The ultimate aim of Artificial Intelligence is to model human intelligence inside the machine. This includes modeling natural language which enables humans to communicate with each other and transfer knowledge from one person to another and from one generation to other generations. Natural language made accumulation of knowledge possible and unique to Man. Once we create smart machines that have the natural language capacity, humans can interact with the machine the same way they interact with each other i.e without learning a programming language or to how to code. The following is an account of some of the properties of natural language we need to model inside the machine.

1. Primacy Speech

Natural language is primarily spoken. Out of the 6000 wold languages, a very small number of them are written. Many have no writing script and are never written. The machine should be able to ‘listen’, ‘understand’ acoustic signals and should be able to generate appropriate vocal response.

2. Creativity

An important property of natural language is its creativity.
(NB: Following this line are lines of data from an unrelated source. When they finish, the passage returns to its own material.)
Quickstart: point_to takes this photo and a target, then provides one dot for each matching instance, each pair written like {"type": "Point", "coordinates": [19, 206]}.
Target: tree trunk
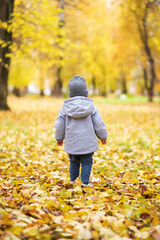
{"type": "Point", "coordinates": [143, 31]}
{"type": "Point", "coordinates": [6, 9]}
{"type": "Point", "coordinates": [150, 94]}
{"type": "Point", "coordinates": [17, 92]}
{"type": "Point", "coordinates": [57, 91]}
{"type": "Point", "coordinates": [124, 86]}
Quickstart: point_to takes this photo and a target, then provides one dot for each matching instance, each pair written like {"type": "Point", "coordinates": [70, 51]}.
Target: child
{"type": "Point", "coordinates": [79, 122]}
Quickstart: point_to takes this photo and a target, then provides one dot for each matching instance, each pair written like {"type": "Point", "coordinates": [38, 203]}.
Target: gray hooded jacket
{"type": "Point", "coordinates": [79, 122]}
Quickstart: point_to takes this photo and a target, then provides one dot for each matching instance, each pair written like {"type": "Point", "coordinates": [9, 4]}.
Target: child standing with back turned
{"type": "Point", "coordinates": [79, 122]}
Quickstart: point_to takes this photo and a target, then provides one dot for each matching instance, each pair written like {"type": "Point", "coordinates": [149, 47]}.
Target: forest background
{"type": "Point", "coordinates": [115, 45]}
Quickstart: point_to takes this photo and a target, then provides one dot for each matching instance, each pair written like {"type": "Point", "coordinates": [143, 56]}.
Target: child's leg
{"type": "Point", "coordinates": [86, 165]}
{"type": "Point", "coordinates": [74, 167]}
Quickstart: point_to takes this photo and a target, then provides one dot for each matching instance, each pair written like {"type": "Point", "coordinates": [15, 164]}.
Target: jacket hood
{"type": "Point", "coordinates": [78, 107]}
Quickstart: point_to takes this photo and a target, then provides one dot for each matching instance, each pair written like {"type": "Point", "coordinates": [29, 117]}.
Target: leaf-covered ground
{"type": "Point", "coordinates": [36, 198]}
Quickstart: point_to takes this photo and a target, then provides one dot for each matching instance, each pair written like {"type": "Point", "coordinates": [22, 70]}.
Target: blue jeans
{"type": "Point", "coordinates": [85, 161]}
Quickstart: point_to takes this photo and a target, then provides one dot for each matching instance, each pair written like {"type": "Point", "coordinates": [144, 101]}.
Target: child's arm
{"type": "Point", "coordinates": [60, 128]}
{"type": "Point", "coordinates": [99, 126]}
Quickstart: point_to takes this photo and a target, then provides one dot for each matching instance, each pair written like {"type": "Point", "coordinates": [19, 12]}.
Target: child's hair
{"type": "Point", "coordinates": [77, 87]}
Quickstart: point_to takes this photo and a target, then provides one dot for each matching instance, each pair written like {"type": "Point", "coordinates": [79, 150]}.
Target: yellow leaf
{"type": "Point", "coordinates": [17, 230]}
{"type": "Point", "coordinates": [88, 189]}
{"type": "Point", "coordinates": [65, 194]}
{"type": "Point", "coordinates": [30, 232]}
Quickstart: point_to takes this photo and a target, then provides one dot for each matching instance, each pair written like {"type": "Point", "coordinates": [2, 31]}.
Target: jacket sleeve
{"type": "Point", "coordinates": [60, 126]}
{"type": "Point", "coordinates": [99, 126]}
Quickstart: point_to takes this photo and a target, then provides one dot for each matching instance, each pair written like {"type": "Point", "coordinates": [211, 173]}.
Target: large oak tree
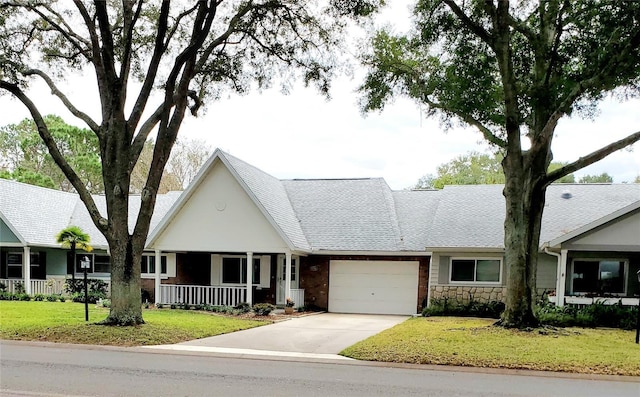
{"type": "Point", "coordinates": [153, 61]}
{"type": "Point", "coordinates": [512, 70]}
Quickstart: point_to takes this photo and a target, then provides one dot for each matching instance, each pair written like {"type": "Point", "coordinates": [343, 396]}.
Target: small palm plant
{"type": "Point", "coordinates": [74, 238]}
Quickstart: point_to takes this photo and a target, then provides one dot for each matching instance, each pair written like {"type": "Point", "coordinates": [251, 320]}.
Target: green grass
{"type": "Point", "coordinates": [477, 343]}
{"type": "Point", "coordinates": [64, 323]}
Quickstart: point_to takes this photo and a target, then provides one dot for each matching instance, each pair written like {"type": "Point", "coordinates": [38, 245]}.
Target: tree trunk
{"type": "Point", "coordinates": [525, 199]}
{"type": "Point", "coordinates": [126, 308]}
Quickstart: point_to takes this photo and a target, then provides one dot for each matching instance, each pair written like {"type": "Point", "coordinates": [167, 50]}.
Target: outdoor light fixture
{"type": "Point", "coordinates": [85, 264]}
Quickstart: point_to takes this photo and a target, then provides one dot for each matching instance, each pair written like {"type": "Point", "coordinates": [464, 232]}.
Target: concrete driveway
{"type": "Point", "coordinates": [326, 333]}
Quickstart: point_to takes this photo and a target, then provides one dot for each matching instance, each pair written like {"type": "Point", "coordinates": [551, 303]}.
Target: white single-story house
{"type": "Point", "coordinates": [343, 245]}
Humans have no problem producing and understanding novel sentences they never heard or produced before. Humans do not learn their language through memorizing or storing massive linguistic data sets. On the contrary, children acquire their native language through the exposure to limited and degenerate data. By the age of five, every normal child internalizes the grammar of his native language.

3. Productivity

Productivity. Another property of natural language is its productivity. It is not limited to any domains. It serves its speakers by allowing them to talk about everything and anything. It lets them talk about the past, the present, and the future. They can create poetry, write novels, describe things that never existed. There is no limit to what we can say in our language.

4. Ambiguity

Natural language is inherently ambiguous. It is ambiguous at the lexical, syntactic and semantic levels. However, native speakers of the language rarely feels the ambiguity because they interpret what they hear using their linguistic and real world knowledge as well as common sense.

5. Variability

Variability. Natural language provides its speakers with the ability to vary what they say. They can say the same thing in different ways and at different levels. They can speak formally or informally and they vary their speech automatically according to the context and the type of interlocutors they are talking to.

6. Naturalness

Unlike programming languages, Esperanto and Morris code, no one knows who invented or designed any natural language in spite of the complexity and sophistication of the grammar of any natural language. Natural languages develop, grow strong and sometimes die exactly like any organism. They have a life of their own.

7. Uniformity

Children acquire their native language by the age of five regardless of how easy or difficult their native language is. They also go through a uniform learning stages. They start by babbling, one word stage, putting lexical words together and then complete sentences.

8. Duality of Structure

All natural languages can be analyzed at two levels: the level of the meaningless phoneme (unit of sound) and the level of the meaningful morpheme (units of meaning). Any sound like /p/, /u/, or /t/ has no meaning by itself. But once we put two or more sounds together they make sense as in ‘put’. With a small number of sounds in each language. Speakers can create an infinite number of sentences about an infinite number of topics.

The challenge is how to design a smart computer with all these capabilities? Smart young brains are invited to take the challenge!